Integrated Water Plan for Puerto Rico, December 2006

"Plan Integral de Agua" December, 2006.

Water is a natural resource important for life, growth and development of cities and towns. It's "Not just the most basic of necessities it's also the basis of sustainable development." The spatial and temporal distributions varies in such a way that its in abudnant in some regions and times while is is vary limited in others. While it is considers a renewable resource it is no less correct that improper management can lead to a reduced quantity and quality of available water. It's also the case that contamination can also render the resource unusable. For these reasons the availability, quality, and management of water resources represents a grand challenge for Puerto Rico and most of the world. El agua es un recurso natural de vital importancia para la vida, crecimiento y desarrollo de los pueblos.

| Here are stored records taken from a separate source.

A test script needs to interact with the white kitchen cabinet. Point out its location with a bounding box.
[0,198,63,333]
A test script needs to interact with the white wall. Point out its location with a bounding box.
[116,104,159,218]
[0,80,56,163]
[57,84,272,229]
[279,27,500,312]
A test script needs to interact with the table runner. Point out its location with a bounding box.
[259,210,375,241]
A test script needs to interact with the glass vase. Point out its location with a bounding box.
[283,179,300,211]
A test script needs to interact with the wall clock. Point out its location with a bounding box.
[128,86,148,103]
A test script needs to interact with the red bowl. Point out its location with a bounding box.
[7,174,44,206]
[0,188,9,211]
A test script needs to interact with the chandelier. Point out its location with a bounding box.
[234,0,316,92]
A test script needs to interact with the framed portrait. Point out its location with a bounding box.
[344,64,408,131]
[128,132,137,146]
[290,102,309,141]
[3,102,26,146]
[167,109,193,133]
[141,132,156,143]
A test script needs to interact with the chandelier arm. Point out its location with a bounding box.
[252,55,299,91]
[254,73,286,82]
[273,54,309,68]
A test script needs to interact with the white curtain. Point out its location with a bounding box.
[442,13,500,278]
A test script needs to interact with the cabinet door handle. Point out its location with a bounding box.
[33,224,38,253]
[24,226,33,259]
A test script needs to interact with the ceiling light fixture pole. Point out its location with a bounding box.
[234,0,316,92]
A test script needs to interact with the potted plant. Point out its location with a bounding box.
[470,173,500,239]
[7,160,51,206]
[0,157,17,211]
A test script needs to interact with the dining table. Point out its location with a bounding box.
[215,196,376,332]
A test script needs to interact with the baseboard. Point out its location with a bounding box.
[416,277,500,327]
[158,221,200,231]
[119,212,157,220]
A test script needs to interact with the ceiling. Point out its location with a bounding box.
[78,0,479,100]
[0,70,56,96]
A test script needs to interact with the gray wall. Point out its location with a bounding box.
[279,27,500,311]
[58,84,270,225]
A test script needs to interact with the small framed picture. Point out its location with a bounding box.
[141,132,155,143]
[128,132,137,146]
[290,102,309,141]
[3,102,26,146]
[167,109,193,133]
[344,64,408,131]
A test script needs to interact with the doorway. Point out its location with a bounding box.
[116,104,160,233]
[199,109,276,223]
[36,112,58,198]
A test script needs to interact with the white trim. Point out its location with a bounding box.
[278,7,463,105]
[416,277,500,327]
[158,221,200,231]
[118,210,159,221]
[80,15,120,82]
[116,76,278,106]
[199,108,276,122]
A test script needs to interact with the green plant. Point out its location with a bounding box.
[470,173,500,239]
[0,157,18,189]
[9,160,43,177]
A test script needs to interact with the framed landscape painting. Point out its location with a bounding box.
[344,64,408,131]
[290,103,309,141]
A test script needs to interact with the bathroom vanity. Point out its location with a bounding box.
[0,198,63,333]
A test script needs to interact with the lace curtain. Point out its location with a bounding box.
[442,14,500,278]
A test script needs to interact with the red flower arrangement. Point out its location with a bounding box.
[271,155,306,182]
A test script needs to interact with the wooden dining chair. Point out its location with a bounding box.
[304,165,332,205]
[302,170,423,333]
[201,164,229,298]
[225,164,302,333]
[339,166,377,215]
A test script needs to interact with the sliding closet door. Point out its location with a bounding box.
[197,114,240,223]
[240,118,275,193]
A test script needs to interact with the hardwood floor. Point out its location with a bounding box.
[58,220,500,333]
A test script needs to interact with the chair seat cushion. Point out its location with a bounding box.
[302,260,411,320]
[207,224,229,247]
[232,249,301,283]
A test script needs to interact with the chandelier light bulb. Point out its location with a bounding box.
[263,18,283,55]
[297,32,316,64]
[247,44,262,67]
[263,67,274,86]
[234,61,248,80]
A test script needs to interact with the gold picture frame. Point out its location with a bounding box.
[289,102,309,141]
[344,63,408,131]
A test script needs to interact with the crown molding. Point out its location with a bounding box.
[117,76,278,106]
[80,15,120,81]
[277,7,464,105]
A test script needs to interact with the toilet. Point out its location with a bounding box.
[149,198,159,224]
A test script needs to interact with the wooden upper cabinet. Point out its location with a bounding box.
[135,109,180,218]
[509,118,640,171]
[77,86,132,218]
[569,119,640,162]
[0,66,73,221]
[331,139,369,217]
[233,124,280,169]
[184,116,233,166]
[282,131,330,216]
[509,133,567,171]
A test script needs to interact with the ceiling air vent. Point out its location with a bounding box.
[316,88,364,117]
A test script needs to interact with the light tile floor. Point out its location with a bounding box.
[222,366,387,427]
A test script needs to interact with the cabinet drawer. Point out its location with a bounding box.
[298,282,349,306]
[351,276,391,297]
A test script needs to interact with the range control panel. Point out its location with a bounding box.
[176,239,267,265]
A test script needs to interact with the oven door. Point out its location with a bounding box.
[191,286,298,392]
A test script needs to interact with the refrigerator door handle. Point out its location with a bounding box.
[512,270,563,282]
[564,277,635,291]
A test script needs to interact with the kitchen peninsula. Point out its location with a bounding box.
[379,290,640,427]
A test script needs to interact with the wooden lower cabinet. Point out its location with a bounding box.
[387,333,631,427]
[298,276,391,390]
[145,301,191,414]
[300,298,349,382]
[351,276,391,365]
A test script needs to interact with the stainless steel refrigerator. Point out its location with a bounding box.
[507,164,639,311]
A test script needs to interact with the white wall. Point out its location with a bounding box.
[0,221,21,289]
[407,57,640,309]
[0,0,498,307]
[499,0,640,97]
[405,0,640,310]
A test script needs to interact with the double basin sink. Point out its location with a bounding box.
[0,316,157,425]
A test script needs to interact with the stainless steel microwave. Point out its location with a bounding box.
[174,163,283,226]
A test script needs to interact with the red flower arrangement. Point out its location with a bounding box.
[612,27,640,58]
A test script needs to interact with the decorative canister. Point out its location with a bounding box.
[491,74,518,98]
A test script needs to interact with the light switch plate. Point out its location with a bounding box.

Es “[n]o sólo la más básica de las necesidades, sino también el núcleo del desarrollo sostenible”1. Su distribución espacial y temporal varía de forma que, mientras es abundante en unas regiones o épocas, en otras es muy limitado. A pesar de que se considera un recurso renovable no es menos cierto que su manejo inapropiado, puede tener el efecto de reducir la cantidad disponible y utilizable del recurso. De igual forma, la contaminación irreversible del recurso puede convertirlo en uno agotable. Es por ello que la disponibilidad, calidad y manejo adecuado del recurso representa un gran desafío para Puerto Rico y la mayor parte del mundo.